Em entrevista apresentada pela
rede de TV árabe Al Jazeera ontem, Osama bin Laden disse que
"a América nunca mais sonhará e
não viverá em paz até que a paz
reine na Palestina".
Para o analista político Mohamad Mahr, "além da possibilidade de uma onda de ataques de
grupos extremistas sobretudo paquistaneses, existe o temor de revoltas populares para derrubar
governos considerados traidores". Segundo Mahr, "as imagens
vão dar o tom dessa guerra mais
que nunca, pois a promessa de
um ataque cirúrgico não é levada
a sério nos países islâmicos".
Na opinião de John Anthony,
presidente do Conselho Nacional
de Relações Árabe-Americanas,
com base em Washington, os
EUA podem perder credibilidade
entre os países do golfo Pérsico, e
governos da região podem enfrentar uma impopularidade
crescente. Para ele, os ataques podem gerar uma situação embaraçosa para as autoridades e eventualmente provocar levantes.
"O Taleban sozinho é responsável pelos ataques contra os Estados Unidos? Há provas disso?",
disse Manal, 22, estudante na
Universidade Americana do Cairo (capital do Egito).

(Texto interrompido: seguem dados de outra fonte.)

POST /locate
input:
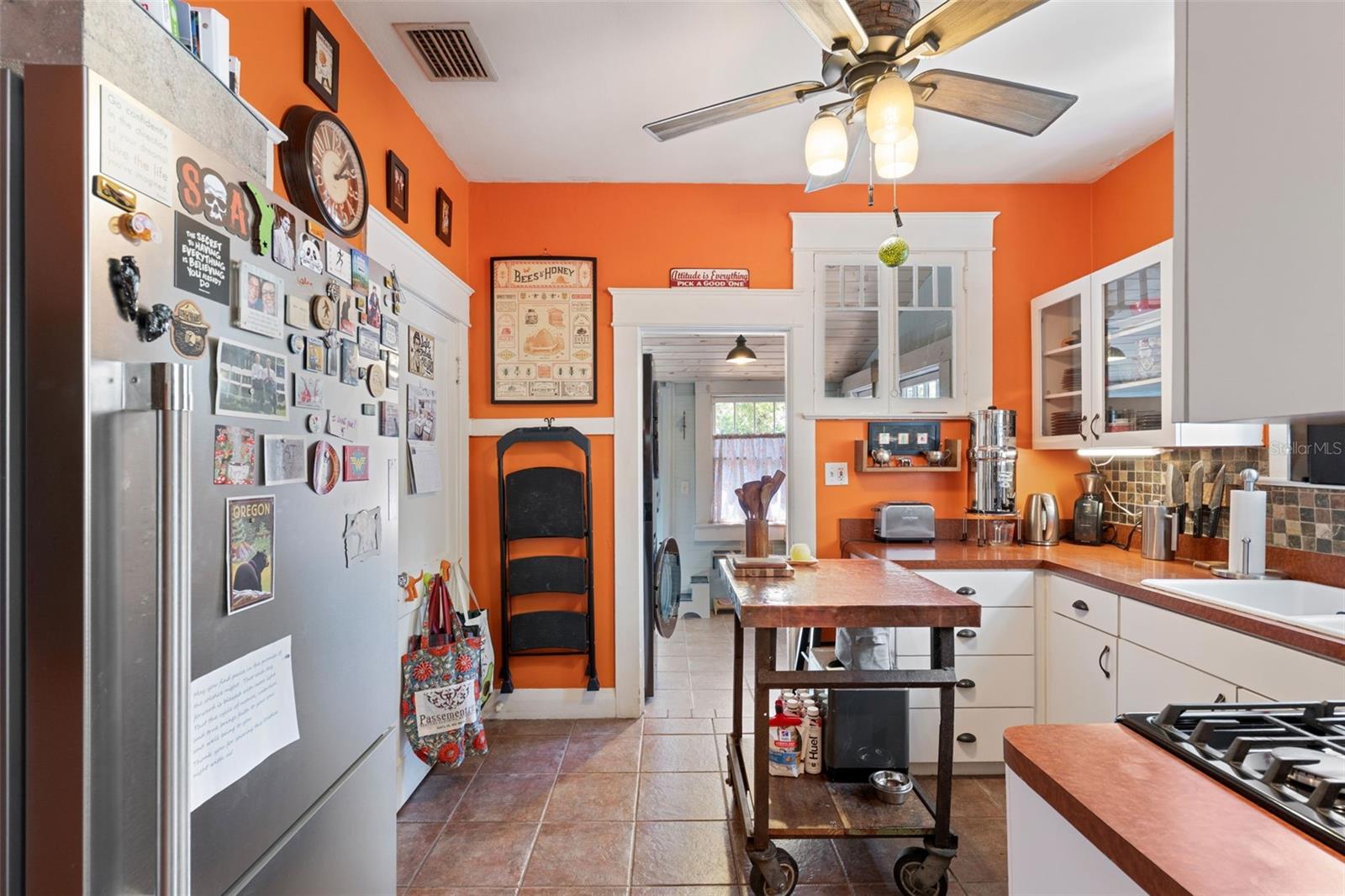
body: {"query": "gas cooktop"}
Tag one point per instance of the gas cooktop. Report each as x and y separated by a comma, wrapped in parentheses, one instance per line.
(1288, 757)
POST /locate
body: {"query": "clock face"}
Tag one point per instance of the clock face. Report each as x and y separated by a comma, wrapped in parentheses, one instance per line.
(338, 175)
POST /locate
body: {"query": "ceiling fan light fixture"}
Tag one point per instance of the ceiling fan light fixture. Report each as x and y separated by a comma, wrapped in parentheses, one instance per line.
(826, 148)
(894, 161)
(892, 111)
(740, 354)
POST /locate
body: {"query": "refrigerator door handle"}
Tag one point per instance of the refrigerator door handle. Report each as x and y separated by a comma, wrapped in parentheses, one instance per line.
(171, 398)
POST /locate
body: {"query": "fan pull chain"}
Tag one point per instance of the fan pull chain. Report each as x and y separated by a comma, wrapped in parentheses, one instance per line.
(871, 175)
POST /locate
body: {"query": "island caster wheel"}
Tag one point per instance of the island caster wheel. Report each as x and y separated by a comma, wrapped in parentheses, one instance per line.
(907, 869)
(789, 868)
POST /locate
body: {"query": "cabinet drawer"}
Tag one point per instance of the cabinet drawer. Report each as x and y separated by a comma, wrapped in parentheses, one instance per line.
(1248, 662)
(995, 681)
(1083, 603)
(1004, 630)
(1147, 681)
(984, 727)
(992, 588)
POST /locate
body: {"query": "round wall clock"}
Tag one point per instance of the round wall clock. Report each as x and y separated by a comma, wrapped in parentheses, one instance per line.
(323, 171)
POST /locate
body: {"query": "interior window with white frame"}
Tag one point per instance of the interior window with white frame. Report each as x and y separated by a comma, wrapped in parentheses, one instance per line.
(750, 443)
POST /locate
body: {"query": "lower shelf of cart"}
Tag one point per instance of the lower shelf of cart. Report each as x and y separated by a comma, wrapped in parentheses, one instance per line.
(813, 806)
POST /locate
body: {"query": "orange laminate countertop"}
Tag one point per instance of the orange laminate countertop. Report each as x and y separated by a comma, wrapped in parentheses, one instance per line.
(1102, 567)
(849, 593)
(1168, 825)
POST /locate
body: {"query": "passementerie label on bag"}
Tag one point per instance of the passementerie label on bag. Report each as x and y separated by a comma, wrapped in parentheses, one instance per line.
(444, 709)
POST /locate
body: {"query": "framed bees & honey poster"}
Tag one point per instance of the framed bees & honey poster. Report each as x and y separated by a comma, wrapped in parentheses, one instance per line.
(544, 340)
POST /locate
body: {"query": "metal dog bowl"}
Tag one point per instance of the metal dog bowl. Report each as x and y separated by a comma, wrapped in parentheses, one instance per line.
(891, 786)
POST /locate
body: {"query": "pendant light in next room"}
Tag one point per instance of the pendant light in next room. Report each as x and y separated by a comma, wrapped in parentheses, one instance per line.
(826, 148)
(740, 354)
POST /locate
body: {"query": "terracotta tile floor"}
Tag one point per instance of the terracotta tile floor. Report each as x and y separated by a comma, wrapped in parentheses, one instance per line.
(639, 808)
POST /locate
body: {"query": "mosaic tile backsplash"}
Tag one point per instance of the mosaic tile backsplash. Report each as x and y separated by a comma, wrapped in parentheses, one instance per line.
(1298, 519)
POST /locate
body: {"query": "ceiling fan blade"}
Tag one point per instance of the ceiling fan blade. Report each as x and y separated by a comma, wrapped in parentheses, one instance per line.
(1001, 104)
(831, 22)
(731, 109)
(858, 139)
(959, 22)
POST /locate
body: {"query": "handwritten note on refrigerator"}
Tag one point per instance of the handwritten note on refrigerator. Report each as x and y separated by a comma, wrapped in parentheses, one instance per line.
(241, 714)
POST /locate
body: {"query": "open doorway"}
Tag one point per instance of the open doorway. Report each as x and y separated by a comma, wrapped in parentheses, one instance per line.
(716, 417)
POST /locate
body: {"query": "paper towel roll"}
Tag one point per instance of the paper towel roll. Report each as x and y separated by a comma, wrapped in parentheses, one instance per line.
(1247, 519)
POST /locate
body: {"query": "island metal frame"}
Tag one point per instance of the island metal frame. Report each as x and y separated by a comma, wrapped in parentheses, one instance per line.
(753, 801)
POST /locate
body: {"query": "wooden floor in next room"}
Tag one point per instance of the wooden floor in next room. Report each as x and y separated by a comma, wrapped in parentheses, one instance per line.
(639, 806)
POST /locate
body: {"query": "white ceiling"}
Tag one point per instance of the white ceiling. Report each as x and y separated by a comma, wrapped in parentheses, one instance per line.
(578, 80)
(690, 356)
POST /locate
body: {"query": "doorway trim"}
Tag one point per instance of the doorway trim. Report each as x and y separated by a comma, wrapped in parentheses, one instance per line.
(705, 309)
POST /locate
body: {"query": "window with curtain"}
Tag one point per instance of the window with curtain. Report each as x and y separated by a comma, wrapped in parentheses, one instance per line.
(748, 444)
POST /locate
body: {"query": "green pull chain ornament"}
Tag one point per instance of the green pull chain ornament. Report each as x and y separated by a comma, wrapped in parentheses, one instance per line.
(894, 250)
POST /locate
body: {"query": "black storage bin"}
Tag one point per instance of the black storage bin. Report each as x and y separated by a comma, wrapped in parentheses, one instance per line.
(867, 730)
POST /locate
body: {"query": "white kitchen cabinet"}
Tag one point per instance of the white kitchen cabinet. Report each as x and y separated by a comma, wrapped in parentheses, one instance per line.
(1105, 362)
(1147, 681)
(1080, 673)
(1259, 219)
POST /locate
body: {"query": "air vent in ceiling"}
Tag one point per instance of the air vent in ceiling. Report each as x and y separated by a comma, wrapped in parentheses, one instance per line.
(447, 50)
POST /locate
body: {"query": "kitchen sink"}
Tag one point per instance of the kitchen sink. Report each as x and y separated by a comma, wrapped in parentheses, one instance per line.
(1301, 603)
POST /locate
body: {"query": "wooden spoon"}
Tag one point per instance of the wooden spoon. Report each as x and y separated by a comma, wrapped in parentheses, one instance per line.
(770, 486)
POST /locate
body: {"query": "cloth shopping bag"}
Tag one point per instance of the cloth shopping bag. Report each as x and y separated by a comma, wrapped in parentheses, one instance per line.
(441, 692)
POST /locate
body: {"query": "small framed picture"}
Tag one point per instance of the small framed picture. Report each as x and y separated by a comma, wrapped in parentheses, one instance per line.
(315, 356)
(322, 60)
(311, 252)
(443, 217)
(260, 299)
(398, 181)
(369, 343)
(282, 248)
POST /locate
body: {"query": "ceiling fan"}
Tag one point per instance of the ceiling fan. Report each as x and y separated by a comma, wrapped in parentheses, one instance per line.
(878, 44)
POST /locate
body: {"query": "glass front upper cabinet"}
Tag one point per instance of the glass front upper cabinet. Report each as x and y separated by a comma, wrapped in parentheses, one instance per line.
(889, 340)
(1062, 365)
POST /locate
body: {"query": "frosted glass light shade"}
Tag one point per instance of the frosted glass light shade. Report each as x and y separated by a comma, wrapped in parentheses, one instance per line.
(899, 161)
(891, 112)
(826, 147)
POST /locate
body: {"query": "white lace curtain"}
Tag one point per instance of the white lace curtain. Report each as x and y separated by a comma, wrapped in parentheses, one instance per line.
(739, 459)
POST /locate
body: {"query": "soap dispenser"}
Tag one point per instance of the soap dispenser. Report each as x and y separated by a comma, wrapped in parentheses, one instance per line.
(1247, 528)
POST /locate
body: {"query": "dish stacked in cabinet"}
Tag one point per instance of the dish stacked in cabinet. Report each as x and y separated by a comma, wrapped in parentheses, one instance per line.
(995, 667)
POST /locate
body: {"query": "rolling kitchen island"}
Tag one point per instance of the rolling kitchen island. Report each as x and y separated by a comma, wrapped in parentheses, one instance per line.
(842, 593)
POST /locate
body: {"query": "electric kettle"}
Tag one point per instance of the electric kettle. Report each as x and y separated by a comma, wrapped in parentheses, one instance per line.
(1042, 519)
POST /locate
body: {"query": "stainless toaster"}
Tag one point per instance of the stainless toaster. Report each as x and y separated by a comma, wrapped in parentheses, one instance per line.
(903, 521)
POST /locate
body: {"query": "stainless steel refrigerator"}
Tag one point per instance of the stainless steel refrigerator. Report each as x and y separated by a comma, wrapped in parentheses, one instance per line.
(127, 557)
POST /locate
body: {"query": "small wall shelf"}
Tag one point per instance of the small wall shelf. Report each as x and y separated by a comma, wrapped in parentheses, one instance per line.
(864, 463)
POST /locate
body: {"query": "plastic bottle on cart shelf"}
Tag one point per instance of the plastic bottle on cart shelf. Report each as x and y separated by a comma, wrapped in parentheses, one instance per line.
(813, 741)
(786, 746)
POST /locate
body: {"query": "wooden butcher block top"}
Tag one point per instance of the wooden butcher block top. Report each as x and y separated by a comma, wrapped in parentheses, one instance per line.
(849, 593)
(1172, 828)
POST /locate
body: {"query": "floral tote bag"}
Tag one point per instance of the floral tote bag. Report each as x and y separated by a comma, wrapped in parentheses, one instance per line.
(441, 694)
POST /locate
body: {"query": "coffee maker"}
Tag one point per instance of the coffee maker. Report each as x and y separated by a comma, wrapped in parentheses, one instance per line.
(1089, 510)
(993, 456)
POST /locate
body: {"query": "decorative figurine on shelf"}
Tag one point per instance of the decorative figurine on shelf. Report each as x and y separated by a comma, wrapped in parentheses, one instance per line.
(125, 286)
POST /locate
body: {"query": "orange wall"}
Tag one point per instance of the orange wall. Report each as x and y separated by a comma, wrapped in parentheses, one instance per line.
(268, 38)
(1133, 203)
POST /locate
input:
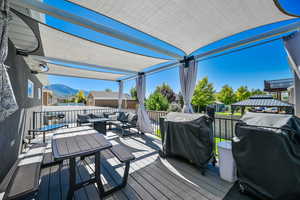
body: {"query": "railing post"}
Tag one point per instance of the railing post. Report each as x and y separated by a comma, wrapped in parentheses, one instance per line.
(33, 120)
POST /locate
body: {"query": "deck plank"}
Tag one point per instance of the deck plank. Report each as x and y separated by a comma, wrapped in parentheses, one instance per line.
(150, 176)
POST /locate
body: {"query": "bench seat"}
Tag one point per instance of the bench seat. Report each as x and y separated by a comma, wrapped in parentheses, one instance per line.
(24, 182)
(124, 156)
(122, 153)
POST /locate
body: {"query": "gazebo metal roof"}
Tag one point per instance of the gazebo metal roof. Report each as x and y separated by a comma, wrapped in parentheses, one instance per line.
(261, 101)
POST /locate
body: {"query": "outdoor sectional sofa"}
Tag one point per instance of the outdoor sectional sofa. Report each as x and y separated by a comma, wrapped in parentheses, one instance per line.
(121, 120)
(124, 121)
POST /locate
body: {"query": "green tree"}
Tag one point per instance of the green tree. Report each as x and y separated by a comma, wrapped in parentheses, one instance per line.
(203, 94)
(257, 92)
(226, 95)
(242, 93)
(80, 97)
(166, 91)
(133, 93)
(157, 101)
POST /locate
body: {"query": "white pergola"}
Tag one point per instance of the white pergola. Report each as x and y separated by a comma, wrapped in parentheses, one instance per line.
(185, 25)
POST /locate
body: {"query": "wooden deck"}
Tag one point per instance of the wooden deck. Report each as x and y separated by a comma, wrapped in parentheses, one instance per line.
(151, 177)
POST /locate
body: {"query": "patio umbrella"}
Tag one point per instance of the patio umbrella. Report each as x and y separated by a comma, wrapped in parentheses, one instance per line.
(8, 103)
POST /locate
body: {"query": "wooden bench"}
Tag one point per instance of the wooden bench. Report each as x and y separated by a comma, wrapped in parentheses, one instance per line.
(23, 180)
(124, 156)
(46, 129)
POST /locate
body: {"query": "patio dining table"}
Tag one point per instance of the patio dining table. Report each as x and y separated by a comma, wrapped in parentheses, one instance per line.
(99, 124)
(71, 146)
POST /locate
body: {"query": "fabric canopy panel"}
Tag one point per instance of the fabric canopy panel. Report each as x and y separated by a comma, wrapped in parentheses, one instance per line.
(64, 46)
(81, 73)
(191, 24)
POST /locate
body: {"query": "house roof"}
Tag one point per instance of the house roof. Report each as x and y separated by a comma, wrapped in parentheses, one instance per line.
(262, 101)
(108, 95)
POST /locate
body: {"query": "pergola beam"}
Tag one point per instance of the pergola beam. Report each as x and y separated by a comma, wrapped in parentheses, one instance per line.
(257, 38)
(55, 60)
(69, 17)
(162, 68)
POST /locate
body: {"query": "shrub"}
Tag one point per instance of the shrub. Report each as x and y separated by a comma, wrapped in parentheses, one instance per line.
(174, 107)
(157, 101)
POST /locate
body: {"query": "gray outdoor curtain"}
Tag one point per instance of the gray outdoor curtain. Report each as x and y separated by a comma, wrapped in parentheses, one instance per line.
(143, 123)
(121, 86)
(188, 76)
(8, 103)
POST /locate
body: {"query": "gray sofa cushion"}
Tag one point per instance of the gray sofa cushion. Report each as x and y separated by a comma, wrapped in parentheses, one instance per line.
(132, 118)
(83, 118)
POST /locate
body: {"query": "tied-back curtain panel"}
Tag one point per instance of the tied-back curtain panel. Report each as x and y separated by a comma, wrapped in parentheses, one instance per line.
(144, 123)
(188, 77)
(121, 86)
(8, 103)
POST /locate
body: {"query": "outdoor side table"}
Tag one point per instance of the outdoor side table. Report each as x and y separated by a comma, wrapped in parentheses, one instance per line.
(69, 147)
(99, 124)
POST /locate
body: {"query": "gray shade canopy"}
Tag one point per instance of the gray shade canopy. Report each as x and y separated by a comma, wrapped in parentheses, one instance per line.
(189, 25)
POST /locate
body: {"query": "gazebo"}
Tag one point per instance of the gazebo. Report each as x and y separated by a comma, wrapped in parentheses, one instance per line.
(261, 101)
(174, 32)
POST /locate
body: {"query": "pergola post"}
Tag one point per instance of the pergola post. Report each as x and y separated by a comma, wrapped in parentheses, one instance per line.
(120, 99)
(296, 95)
(8, 103)
(188, 77)
(292, 47)
(143, 123)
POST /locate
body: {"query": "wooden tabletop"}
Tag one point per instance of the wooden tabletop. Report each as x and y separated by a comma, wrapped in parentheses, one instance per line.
(78, 145)
(98, 120)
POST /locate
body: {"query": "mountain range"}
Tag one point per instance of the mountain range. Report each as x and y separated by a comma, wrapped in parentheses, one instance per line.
(61, 90)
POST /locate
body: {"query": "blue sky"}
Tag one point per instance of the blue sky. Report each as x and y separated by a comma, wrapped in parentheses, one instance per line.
(248, 67)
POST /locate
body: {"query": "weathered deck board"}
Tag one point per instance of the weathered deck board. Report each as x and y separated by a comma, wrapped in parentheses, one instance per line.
(150, 176)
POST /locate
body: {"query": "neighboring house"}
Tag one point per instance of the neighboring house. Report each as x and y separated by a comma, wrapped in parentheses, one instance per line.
(48, 97)
(219, 106)
(278, 88)
(109, 99)
(291, 94)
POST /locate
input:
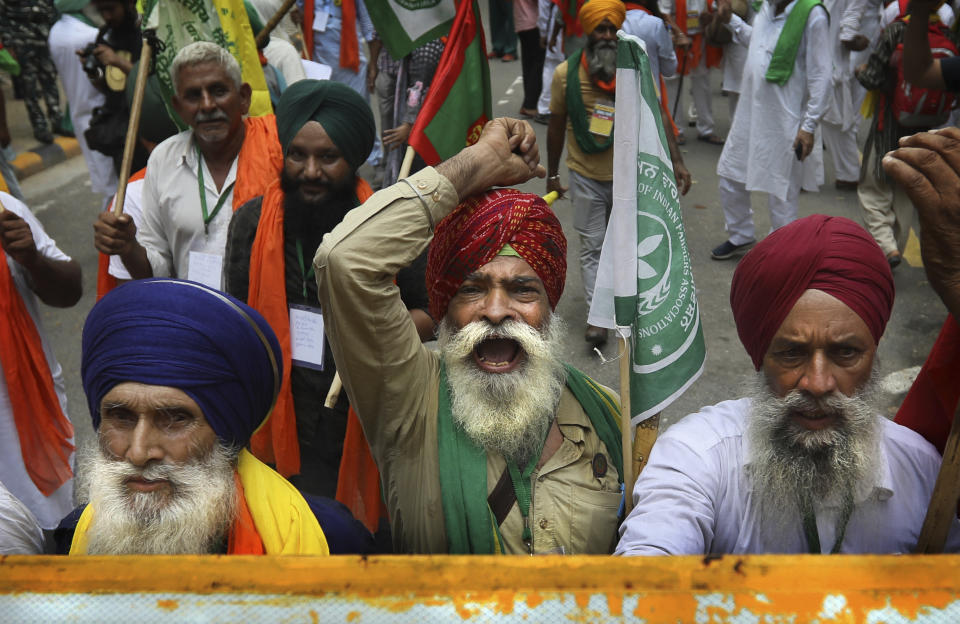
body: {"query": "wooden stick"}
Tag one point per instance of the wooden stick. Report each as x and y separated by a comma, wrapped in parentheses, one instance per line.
(133, 127)
(628, 475)
(264, 34)
(946, 492)
(646, 435)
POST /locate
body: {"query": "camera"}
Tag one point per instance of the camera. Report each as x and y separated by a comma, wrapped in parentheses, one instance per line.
(91, 64)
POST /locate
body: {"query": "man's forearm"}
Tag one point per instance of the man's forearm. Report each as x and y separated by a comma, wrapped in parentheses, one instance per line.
(137, 262)
(918, 65)
(56, 282)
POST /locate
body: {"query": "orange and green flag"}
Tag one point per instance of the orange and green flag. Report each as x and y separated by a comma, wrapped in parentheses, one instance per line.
(459, 101)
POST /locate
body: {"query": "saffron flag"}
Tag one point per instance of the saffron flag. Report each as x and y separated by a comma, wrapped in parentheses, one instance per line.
(928, 407)
(224, 22)
(403, 25)
(458, 103)
(644, 282)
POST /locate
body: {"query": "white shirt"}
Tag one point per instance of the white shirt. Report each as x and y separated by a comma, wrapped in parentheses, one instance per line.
(694, 496)
(172, 224)
(759, 148)
(133, 206)
(19, 532)
(49, 510)
(663, 59)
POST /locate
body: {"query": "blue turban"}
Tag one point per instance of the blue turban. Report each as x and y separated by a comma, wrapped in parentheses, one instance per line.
(166, 332)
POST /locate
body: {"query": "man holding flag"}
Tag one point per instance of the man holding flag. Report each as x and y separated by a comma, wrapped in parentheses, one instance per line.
(223, 160)
(582, 110)
(492, 445)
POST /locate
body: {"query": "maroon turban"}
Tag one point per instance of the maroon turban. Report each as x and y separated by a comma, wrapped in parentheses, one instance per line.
(831, 254)
(476, 231)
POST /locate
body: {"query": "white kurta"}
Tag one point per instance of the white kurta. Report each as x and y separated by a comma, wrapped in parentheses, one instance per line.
(49, 510)
(66, 37)
(759, 149)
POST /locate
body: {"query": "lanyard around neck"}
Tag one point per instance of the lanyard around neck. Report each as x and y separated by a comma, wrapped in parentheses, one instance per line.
(523, 491)
(203, 195)
(810, 525)
(304, 273)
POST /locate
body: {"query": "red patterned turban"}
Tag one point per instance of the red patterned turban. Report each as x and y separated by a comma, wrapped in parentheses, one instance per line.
(831, 254)
(476, 231)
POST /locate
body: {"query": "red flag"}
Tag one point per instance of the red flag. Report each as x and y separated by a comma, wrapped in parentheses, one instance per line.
(929, 406)
(458, 104)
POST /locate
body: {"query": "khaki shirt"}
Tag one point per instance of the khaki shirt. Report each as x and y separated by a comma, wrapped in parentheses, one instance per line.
(392, 381)
(597, 166)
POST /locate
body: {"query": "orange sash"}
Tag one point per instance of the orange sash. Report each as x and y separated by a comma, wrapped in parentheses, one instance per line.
(43, 430)
(358, 483)
(349, 46)
(105, 281)
(243, 537)
(276, 440)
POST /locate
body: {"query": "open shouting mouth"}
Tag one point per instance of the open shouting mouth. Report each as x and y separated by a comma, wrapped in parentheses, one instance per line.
(498, 355)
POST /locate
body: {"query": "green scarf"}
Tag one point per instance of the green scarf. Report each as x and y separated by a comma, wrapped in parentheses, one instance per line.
(471, 526)
(788, 43)
(578, 113)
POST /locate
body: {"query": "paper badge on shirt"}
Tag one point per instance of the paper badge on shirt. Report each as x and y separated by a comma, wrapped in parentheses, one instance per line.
(306, 336)
(205, 268)
(601, 121)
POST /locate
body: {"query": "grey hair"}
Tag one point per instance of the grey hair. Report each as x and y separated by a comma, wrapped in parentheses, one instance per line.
(205, 52)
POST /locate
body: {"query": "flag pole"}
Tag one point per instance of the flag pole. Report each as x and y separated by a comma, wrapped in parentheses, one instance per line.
(133, 127)
(946, 492)
(627, 439)
(264, 34)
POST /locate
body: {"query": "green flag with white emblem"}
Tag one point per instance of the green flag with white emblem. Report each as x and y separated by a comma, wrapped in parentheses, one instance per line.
(644, 283)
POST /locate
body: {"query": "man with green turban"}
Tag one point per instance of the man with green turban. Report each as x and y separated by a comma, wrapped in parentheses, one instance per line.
(326, 131)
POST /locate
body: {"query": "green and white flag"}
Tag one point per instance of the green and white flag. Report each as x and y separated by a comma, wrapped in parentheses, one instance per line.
(645, 281)
(403, 25)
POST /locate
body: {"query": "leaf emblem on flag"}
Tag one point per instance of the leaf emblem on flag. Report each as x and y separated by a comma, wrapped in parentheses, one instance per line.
(646, 247)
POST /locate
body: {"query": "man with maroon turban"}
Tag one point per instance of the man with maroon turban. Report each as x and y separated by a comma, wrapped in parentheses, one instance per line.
(492, 445)
(806, 463)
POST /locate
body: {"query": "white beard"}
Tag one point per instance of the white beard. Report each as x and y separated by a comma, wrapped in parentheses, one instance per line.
(191, 519)
(792, 464)
(506, 413)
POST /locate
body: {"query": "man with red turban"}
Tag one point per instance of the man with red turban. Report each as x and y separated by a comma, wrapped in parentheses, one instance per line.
(492, 444)
(806, 463)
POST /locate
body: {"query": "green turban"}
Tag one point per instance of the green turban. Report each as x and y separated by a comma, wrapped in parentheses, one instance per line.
(344, 114)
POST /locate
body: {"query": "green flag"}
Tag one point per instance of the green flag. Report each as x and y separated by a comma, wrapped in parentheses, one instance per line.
(403, 25)
(645, 281)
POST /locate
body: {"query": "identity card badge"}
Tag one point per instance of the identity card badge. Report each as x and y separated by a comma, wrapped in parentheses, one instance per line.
(306, 336)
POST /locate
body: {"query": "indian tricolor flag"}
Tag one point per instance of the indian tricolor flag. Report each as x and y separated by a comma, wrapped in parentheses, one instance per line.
(403, 25)
(644, 283)
(458, 104)
(224, 22)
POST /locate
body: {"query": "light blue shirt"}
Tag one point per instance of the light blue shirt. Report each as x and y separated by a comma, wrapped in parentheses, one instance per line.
(694, 496)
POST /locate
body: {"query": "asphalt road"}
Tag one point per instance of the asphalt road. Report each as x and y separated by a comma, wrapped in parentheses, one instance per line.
(62, 200)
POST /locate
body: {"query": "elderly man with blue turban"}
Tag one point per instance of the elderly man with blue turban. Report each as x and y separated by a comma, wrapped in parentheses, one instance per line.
(178, 376)
(326, 131)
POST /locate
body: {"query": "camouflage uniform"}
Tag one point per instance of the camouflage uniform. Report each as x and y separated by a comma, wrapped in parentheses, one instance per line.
(24, 28)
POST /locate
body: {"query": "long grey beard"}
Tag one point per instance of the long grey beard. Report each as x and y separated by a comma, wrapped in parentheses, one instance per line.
(192, 519)
(506, 413)
(792, 464)
(602, 59)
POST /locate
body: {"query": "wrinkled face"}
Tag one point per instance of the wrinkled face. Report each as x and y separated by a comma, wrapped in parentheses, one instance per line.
(506, 288)
(314, 166)
(821, 348)
(146, 425)
(210, 103)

"Qualquer ataque deveria vir
por meio do Conselho de Segurança das Nações Unidas. Mas a
América decidiu sozinha atacar
os muçulmanos. Isso precisa ser
totalmente refutado", afirmou o
barenita Radwan.
"Resistência islâmica"
A Arábia Saudita e o Egito aparecem como dois países-chave na
coalizão internacional antiterror,
embora tenham dito que a cooperação deve "desvincular terrorismo de resistência islâmica contra
a ocupação israelense".
Nos dias seguintes aos atentados na Costa Leste, Israel invadiu
diversas cidades palestinas, como
Jericó, Jenin e Ramallah. Diversos
grupos extremistas islâmicos surgiram em meio ao conflito israelo-árabe ou em resposta à presença de tropas estrangeiras no golfo
Pérsico, convocadas após a invasão do Kuait (1990). Outros combatem o regime de seu próprio
país -caso do Egito.
Apesar de declarar publicamente seu apoio aos Estados Unidos e
à sua coalizão antiterrorista, a
Arábia Saudita, principal aliado
do país no golfo Pérsico, rejeitou
servir como plataforma de lançamento para ataques ao Afeganistão liderados pelos norte-americanos, mesmo após a intervenção
de Donald Rumsfeld.
O país alegou que a Turquia e as
ex-repúblicas soviéticas tinham
melhores chances de satisfazer as
necessidades logísticas dos EUA,
mas o fato de ser o berço do islamismo, abrigando suas cidades
mais sagradas -Meca e Medina-, desempenhou um papel
fundamental na decisão. Sua política externa é observada por muçulmanos do mundo inteiro.
A Arábia Saudita participou ativamente da coalizão anti-Iraque
na Guerra do Golfo (1991), servindo de base para Exércitos estrangeiros. Mas, na ocasião, o Iraque
representava um perigo direto
aos sauditas, pois Bagdá ameaçava invadir o vizinho e desestabilizar o golfo Pérsico.